Çavuşoğlu, uzun süredir NATO müttefiki ve Avrupa Birliği (AB) adayı Türkiye’nin, bölgesel ve küresel güvenlik ve istikrara önemli katkılarda bulunan Avrupa-Atlantik güvenliğinin ayrılmaz bir parçası olduğunu vurgulayarak şöyle devam etti:
“Çatışmalar ve krizlerle çevrili bir bölgenin kalbinde yer alan benzersiz coğrafi konumumuz, birden çok kaynaktan gelen bölgesel risk ve zorluklara karşı proaktif ve kapsamlı yaklaşım benimsememizi zorunlu kılıyor.”

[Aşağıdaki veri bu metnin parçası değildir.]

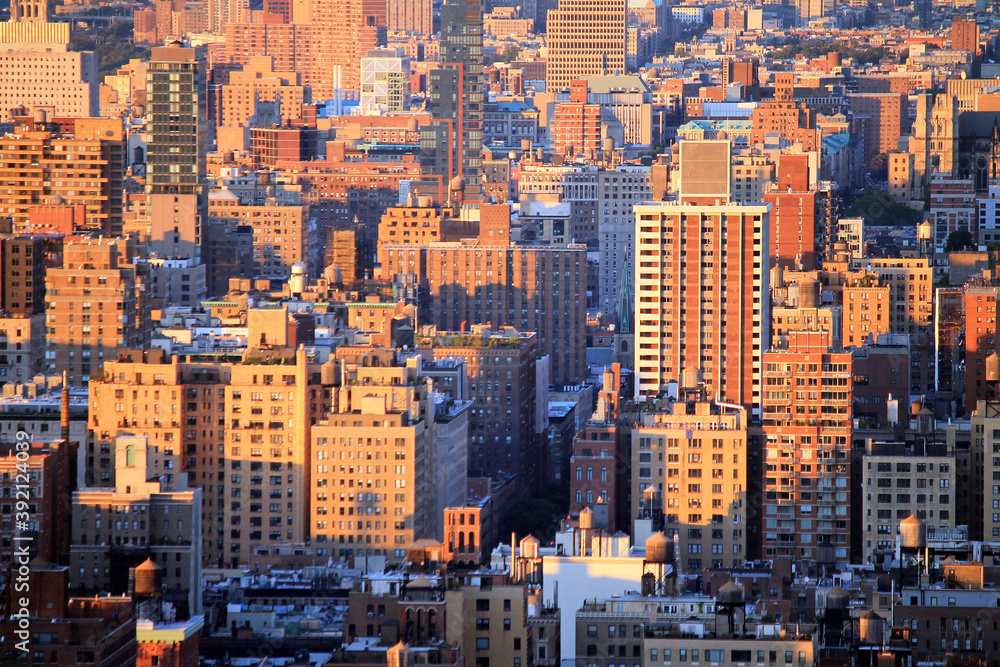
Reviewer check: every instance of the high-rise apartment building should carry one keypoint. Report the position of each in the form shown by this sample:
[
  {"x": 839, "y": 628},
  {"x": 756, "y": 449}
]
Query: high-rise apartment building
[
  {"x": 411, "y": 16},
  {"x": 501, "y": 382},
  {"x": 702, "y": 296},
  {"x": 802, "y": 215},
  {"x": 585, "y": 39},
  {"x": 376, "y": 465},
  {"x": 806, "y": 410},
  {"x": 980, "y": 308},
  {"x": 690, "y": 462},
  {"x": 283, "y": 235},
  {"x": 535, "y": 288},
  {"x": 258, "y": 81},
  {"x": 95, "y": 305},
  {"x": 22, "y": 268},
  {"x": 385, "y": 81},
  {"x": 22, "y": 347},
  {"x": 176, "y": 140},
  {"x": 177, "y": 407},
  {"x": 141, "y": 517},
  {"x": 78, "y": 163},
  {"x": 270, "y": 411},
  {"x": 886, "y": 111},
  {"x": 618, "y": 192},
  {"x": 39, "y": 71},
  {"x": 899, "y": 482},
  {"x": 965, "y": 34},
  {"x": 455, "y": 92},
  {"x": 911, "y": 303},
  {"x": 597, "y": 473}
]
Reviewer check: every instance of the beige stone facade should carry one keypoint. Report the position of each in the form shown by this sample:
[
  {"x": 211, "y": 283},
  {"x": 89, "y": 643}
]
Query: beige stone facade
[{"x": 697, "y": 464}]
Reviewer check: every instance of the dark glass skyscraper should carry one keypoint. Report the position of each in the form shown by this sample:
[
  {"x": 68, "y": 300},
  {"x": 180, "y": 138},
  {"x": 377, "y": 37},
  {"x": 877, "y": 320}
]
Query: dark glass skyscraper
[
  {"x": 176, "y": 139},
  {"x": 456, "y": 90}
]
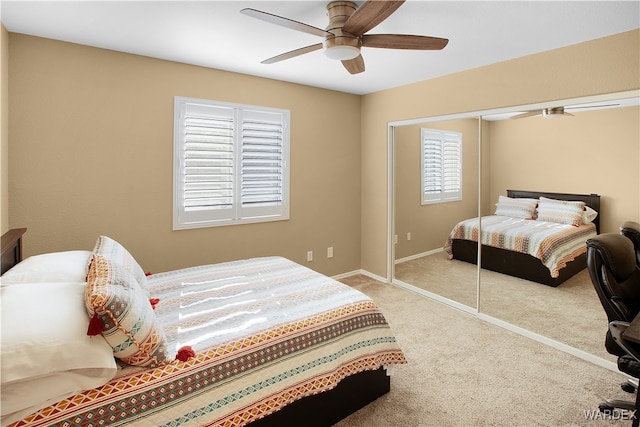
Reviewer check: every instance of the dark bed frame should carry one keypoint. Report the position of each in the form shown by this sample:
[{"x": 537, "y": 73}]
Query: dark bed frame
[
  {"x": 319, "y": 410},
  {"x": 522, "y": 265}
]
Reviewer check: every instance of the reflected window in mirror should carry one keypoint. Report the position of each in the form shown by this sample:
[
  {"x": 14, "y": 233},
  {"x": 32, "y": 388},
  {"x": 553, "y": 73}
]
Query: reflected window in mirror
[{"x": 441, "y": 165}]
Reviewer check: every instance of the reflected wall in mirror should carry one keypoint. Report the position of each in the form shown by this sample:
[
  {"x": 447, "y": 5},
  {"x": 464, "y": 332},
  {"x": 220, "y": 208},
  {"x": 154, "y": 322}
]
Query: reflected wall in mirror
[
  {"x": 422, "y": 229},
  {"x": 595, "y": 150}
]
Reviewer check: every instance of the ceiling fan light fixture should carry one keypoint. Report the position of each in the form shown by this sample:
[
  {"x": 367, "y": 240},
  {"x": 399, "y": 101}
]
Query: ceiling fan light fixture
[
  {"x": 342, "y": 52},
  {"x": 553, "y": 112}
]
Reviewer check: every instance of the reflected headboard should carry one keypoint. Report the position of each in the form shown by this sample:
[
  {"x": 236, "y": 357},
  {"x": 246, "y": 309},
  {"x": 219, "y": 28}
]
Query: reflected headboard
[
  {"x": 12, "y": 248},
  {"x": 591, "y": 200}
]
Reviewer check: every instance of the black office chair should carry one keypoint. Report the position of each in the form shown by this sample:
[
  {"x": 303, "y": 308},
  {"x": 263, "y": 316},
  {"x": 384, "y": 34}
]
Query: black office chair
[
  {"x": 631, "y": 229},
  {"x": 611, "y": 262}
]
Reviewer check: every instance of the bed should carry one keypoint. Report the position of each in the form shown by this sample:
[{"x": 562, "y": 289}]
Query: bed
[
  {"x": 462, "y": 245},
  {"x": 259, "y": 342}
]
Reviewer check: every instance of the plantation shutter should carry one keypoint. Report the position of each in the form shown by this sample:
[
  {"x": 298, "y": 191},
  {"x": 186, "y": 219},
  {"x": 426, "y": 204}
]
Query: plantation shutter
[
  {"x": 230, "y": 164},
  {"x": 441, "y": 166},
  {"x": 262, "y": 162}
]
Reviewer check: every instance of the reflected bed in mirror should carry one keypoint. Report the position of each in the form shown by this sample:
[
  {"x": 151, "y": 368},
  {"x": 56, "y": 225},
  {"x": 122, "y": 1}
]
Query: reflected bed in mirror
[
  {"x": 537, "y": 236},
  {"x": 595, "y": 150}
]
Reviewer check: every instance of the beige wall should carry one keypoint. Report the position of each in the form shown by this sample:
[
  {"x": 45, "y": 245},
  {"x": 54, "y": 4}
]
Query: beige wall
[
  {"x": 4, "y": 129},
  {"x": 606, "y": 65},
  {"x": 91, "y": 147},
  {"x": 591, "y": 152},
  {"x": 92, "y": 151},
  {"x": 430, "y": 224}
]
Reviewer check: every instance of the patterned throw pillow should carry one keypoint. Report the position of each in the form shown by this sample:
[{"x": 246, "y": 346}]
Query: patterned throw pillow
[
  {"x": 560, "y": 211},
  {"x": 126, "y": 319},
  {"x": 118, "y": 254},
  {"x": 516, "y": 207}
]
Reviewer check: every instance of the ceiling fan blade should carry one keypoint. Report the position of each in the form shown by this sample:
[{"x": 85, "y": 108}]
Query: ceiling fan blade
[
  {"x": 403, "y": 41},
  {"x": 285, "y": 22},
  {"x": 580, "y": 107},
  {"x": 355, "y": 65},
  {"x": 527, "y": 114},
  {"x": 370, "y": 14},
  {"x": 293, "y": 53}
]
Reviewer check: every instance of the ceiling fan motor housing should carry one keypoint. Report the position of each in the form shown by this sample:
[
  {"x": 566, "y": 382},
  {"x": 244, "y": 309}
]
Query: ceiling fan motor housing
[{"x": 341, "y": 45}]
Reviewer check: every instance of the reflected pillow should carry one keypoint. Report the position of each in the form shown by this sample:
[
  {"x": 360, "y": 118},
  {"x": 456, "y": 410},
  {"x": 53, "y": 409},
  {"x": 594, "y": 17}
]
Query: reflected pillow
[{"x": 516, "y": 207}]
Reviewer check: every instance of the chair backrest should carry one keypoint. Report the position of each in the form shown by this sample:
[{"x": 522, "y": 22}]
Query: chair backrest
[
  {"x": 631, "y": 229},
  {"x": 612, "y": 266}
]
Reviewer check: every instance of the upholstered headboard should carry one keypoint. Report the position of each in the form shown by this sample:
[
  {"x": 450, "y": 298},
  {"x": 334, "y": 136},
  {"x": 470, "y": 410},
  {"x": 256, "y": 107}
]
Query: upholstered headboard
[{"x": 591, "y": 200}]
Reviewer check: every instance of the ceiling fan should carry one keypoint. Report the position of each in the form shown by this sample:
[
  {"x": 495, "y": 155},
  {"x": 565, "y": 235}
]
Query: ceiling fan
[
  {"x": 345, "y": 34},
  {"x": 558, "y": 111}
]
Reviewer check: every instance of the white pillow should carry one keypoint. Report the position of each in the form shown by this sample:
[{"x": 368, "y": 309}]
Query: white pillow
[
  {"x": 44, "y": 335},
  {"x": 68, "y": 266},
  {"x": 516, "y": 207}
]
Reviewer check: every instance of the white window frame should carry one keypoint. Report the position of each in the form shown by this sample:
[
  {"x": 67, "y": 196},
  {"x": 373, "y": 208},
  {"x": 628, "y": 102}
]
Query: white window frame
[
  {"x": 441, "y": 166},
  {"x": 231, "y": 196}
]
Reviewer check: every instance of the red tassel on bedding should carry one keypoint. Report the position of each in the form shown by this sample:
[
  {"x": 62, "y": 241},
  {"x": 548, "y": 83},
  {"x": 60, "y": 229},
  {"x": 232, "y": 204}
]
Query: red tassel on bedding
[
  {"x": 185, "y": 353},
  {"x": 95, "y": 326}
]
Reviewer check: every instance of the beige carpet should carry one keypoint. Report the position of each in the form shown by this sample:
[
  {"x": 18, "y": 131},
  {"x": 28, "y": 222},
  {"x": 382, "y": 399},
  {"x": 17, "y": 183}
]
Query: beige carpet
[
  {"x": 570, "y": 313},
  {"x": 463, "y": 371}
]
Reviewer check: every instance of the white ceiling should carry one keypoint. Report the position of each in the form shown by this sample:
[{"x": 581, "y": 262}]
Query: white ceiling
[{"x": 215, "y": 34}]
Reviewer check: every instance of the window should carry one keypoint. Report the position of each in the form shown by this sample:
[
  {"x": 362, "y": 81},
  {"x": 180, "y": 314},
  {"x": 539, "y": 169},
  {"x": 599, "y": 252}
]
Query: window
[
  {"x": 441, "y": 165},
  {"x": 231, "y": 164}
]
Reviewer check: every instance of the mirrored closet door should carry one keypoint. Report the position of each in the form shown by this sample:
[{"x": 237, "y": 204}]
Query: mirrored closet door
[
  {"x": 421, "y": 225},
  {"x": 588, "y": 151}
]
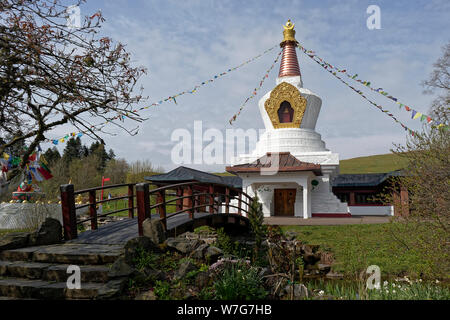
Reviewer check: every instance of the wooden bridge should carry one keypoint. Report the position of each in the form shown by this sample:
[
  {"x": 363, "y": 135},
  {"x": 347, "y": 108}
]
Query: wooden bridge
[{"x": 195, "y": 204}]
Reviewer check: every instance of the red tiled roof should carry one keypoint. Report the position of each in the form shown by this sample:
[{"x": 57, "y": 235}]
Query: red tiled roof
[{"x": 281, "y": 162}]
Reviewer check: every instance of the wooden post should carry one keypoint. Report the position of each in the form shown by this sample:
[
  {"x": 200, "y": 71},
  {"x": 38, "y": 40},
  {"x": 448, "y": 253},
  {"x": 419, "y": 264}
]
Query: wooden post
[
  {"x": 190, "y": 201},
  {"x": 196, "y": 203},
  {"x": 240, "y": 204},
  {"x": 130, "y": 201},
  {"x": 143, "y": 204},
  {"x": 227, "y": 200},
  {"x": 179, "y": 202},
  {"x": 93, "y": 209},
  {"x": 68, "y": 212},
  {"x": 211, "y": 199},
  {"x": 161, "y": 209}
]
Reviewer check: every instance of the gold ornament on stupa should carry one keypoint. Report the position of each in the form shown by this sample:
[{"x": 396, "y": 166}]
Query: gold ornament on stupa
[{"x": 289, "y": 32}]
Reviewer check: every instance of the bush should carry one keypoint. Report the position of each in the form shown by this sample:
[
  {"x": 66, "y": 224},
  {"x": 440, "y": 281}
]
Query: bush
[{"x": 240, "y": 282}]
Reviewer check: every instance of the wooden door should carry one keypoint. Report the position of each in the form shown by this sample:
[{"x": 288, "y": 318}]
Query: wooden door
[{"x": 285, "y": 202}]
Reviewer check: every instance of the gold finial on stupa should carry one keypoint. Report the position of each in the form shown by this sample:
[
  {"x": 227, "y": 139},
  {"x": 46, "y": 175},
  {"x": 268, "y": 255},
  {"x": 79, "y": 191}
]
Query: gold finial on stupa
[{"x": 289, "y": 32}]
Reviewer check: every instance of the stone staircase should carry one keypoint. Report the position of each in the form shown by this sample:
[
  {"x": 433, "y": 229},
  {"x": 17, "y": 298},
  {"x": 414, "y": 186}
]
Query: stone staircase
[{"x": 41, "y": 272}]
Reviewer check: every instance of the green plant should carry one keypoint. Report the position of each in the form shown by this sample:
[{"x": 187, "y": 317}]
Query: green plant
[
  {"x": 144, "y": 259},
  {"x": 256, "y": 218},
  {"x": 240, "y": 282},
  {"x": 203, "y": 267},
  {"x": 224, "y": 242},
  {"x": 162, "y": 290},
  {"x": 206, "y": 293}
]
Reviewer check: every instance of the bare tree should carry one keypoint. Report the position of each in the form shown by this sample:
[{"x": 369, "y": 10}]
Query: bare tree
[
  {"x": 439, "y": 83},
  {"x": 427, "y": 178},
  {"x": 53, "y": 75}
]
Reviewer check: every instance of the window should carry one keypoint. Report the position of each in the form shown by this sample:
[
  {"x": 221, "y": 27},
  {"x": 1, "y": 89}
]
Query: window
[
  {"x": 285, "y": 113},
  {"x": 367, "y": 198},
  {"x": 344, "y": 197}
]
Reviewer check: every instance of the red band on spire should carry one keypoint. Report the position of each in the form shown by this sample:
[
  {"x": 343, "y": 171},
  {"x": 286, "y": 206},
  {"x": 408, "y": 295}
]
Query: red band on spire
[{"x": 289, "y": 63}]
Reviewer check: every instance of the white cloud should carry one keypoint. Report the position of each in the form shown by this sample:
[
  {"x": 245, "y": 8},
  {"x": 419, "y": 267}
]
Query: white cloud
[{"x": 185, "y": 42}]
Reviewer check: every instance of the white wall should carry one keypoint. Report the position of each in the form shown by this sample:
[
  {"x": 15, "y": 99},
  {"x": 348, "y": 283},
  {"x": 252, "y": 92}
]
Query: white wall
[{"x": 371, "y": 210}]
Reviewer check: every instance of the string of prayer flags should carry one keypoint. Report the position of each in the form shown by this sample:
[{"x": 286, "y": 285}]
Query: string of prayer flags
[
  {"x": 255, "y": 91},
  {"x": 367, "y": 84},
  {"x": 173, "y": 98},
  {"x": 319, "y": 61}
]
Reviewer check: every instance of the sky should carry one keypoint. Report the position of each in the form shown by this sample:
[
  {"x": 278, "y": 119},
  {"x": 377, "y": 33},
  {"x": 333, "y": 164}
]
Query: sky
[{"x": 183, "y": 43}]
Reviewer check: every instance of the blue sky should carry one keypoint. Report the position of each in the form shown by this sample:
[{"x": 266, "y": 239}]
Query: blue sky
[{"x": 182, "y": 43}]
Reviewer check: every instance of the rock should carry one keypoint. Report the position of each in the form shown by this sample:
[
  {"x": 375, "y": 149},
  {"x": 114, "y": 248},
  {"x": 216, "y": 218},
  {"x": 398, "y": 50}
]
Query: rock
[
  {"x": 300, "y": 291},
  {"x": 324, "y": 268},
  {"x": 120, "y": 268},
  {"x": 147, "y": 296},
  {"x": 199, "y": 253},
  {"x": 140, "y": 242},
  {"x": 111, "y": 289},
  {"x": 310, "y": 258},
  {"x": 154, "y": 229},
  {"x": 49, "y": 233},
  {"x": 327, "y": 258},
  {"x": 291, "y": 235},
  {"x": 212, "y": 254},
  {"x": 14, "y": 241},
  {"x": 155, "y": 274},
  {"x": 202, "y": 280},
  {"x": 334, "y": 275},
  {"x": 184, "y": 269},
  {"x": 189, "y": 235},
  {"x": 183, "y": 245}
]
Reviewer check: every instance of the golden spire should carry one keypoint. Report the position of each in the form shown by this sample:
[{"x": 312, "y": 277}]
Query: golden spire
[{"x": 289, "y": 32}]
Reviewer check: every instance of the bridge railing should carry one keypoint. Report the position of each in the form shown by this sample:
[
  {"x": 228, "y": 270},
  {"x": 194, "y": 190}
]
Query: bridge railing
[
  {"x": 188, "y": 197},
  {"x": 69, "y": 206}
]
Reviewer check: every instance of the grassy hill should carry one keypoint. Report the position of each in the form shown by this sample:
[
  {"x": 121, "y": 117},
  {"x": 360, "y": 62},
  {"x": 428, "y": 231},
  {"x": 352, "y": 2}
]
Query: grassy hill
[{"x": 372, "y": 164}]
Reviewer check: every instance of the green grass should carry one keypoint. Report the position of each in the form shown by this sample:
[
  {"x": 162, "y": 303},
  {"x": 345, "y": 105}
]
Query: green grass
[
  {"x": 398, "y": 289},
  {"x": 373, "y": 164},
  {"x": 356, "y": 247}
]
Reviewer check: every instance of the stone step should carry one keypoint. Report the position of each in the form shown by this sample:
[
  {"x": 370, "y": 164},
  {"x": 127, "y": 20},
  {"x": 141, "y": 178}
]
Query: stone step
[
  {"x": 77, "y": 254},
  {"x": 51, "y": 272},
  {"x": 39, "y": 289}
]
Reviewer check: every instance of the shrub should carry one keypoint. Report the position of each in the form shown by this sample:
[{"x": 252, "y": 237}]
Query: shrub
[{"x": 240, "y": 282}]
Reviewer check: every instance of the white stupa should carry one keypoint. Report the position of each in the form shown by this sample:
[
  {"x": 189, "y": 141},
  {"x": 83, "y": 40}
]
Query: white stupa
[{"x": 291, "y": 168}]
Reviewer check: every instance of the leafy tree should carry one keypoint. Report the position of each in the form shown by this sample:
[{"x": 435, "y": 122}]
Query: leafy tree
[
  {"x": 52, "y": 75},
  {"x": 98, "y": 149},
  {"x": 117, "y": 171},
  {"x": 427, "y": 179},
  {"x": 73, "y": 150},
  {"x": 52, "y": 155},
  {"x": 256, "y": 218}
]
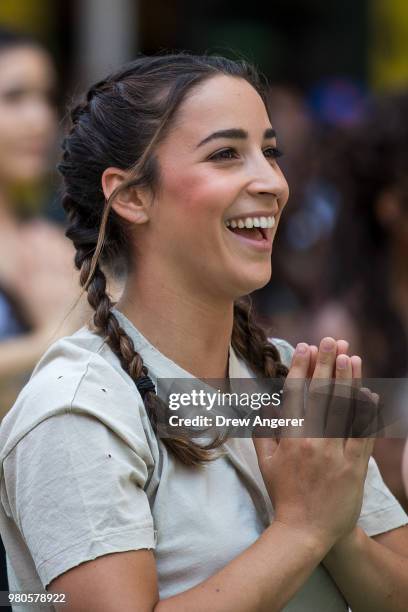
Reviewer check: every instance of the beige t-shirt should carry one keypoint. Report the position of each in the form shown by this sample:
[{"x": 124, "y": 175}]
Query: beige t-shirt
[{"x": 83, "y": 475}]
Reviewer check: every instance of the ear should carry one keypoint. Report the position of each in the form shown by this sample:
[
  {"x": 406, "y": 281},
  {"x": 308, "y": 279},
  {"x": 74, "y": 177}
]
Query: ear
[{"x": 132, "y": 203}]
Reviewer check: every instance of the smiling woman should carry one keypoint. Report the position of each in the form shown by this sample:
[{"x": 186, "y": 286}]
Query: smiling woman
[{"x": 170, "y": 165}]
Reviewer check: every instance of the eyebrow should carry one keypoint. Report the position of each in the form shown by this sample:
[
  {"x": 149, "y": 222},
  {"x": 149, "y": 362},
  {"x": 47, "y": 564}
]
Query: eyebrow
[{"x": 234, "y": 133}]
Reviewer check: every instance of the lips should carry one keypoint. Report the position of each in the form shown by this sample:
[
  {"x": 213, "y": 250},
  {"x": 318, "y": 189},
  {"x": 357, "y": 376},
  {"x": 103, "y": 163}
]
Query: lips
[{"x": 259, "y": 239}]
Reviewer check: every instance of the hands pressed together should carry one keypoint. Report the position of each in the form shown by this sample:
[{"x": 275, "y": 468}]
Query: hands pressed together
[{"x": 316, "y": 483}]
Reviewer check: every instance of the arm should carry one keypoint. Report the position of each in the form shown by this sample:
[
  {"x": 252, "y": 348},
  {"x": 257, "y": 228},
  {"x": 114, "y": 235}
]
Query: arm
[
  {"x": 263, "y": 578},
  {"x": 372, "y": 573}
]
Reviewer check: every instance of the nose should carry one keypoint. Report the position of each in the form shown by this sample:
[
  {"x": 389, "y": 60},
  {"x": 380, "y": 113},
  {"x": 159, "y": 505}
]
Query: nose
[{"x": 267, "y": 179}]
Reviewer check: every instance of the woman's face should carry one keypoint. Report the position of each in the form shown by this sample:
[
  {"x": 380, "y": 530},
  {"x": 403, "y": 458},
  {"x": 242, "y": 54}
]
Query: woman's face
[
  {"x": 27, "y": 116},
  {"x": 209, "y": 179}
]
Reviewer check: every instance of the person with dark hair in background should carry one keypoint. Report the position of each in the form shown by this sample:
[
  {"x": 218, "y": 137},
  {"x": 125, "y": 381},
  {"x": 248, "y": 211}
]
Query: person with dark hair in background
[
  {"x": 170, "y": 166},
  {"x": 37, "y": 285},
  {"x": 367, "y": 271}
]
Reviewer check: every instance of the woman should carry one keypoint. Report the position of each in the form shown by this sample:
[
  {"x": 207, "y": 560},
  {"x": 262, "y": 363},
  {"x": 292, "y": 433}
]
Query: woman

Türkiye gibi krizlerle dolu bir bölgede hareketsizliğin maliyetinin çok yüksek olabileceğini kaydeden Çavuşoğlu, sorunların zaman geçtikçe daha da karmaşık hale gelme eğiliminde olduğuna işaret etti.
Barış, güvenlik ve istikrarın tesisinin önünde engeller var
Çavuşoğlu, bölgede kalıcı barış, güvenlik ve istikrarın tesisi önünde çeşitli engellerin bulunduğuna işaret ederek uzun süredir devam eden Filistin-İsrail ihtilafında Türkiye’nin iki devletli çözümün sesli bir destekçisi olduğunu, bunun ise başkenti Doğu Kudüs olan bağımsız bir Filistin devletinin kurulması, İsrail ile barış içinde yan yana yaşaması anlamına geldiğini vurguladı.
Cumhurbaşkanı Recep Tayyip Erdoğan’ın “dünya beşten büyüktür” mottosuyla daha eşitlikçi bir sistemi savunduğuna dikkati çeken Çavuşoğlu, “Bu bağlamda önem arz edecek önemli bir husus daha demokratik, hesap verebilir, şeffaf ve etkili bir BM Güvenlik Konseyinin önündeki en büyük engel olan veto imtiyazının kaldırılmasıdır.” ifadelerini kullandı.
Çavuşoğlu, Türkiye ve Güney Kore’nin, New York’ta reform müzakerelerine aktif katılan ve BM Güvenlik Konseyini daha “amaca uygun” hale getirme hedeflerini paylaşan “Mutabakat için Birleşme” grubunun üyeleri olduğunu anımsattı.
Dünyada yeni bölünmeler yaratmaktansa tüm ulusları birleştirmek için ortak zeminler aranması gerektiğine işaret eden Çavuşoğlu, Cumhurbaşkanı Erdoğan’ın, BM reformu ile daha adil bir dünya çağrısı yaparak bu gerçeğin öneminin altını çizdiğini kaydetti.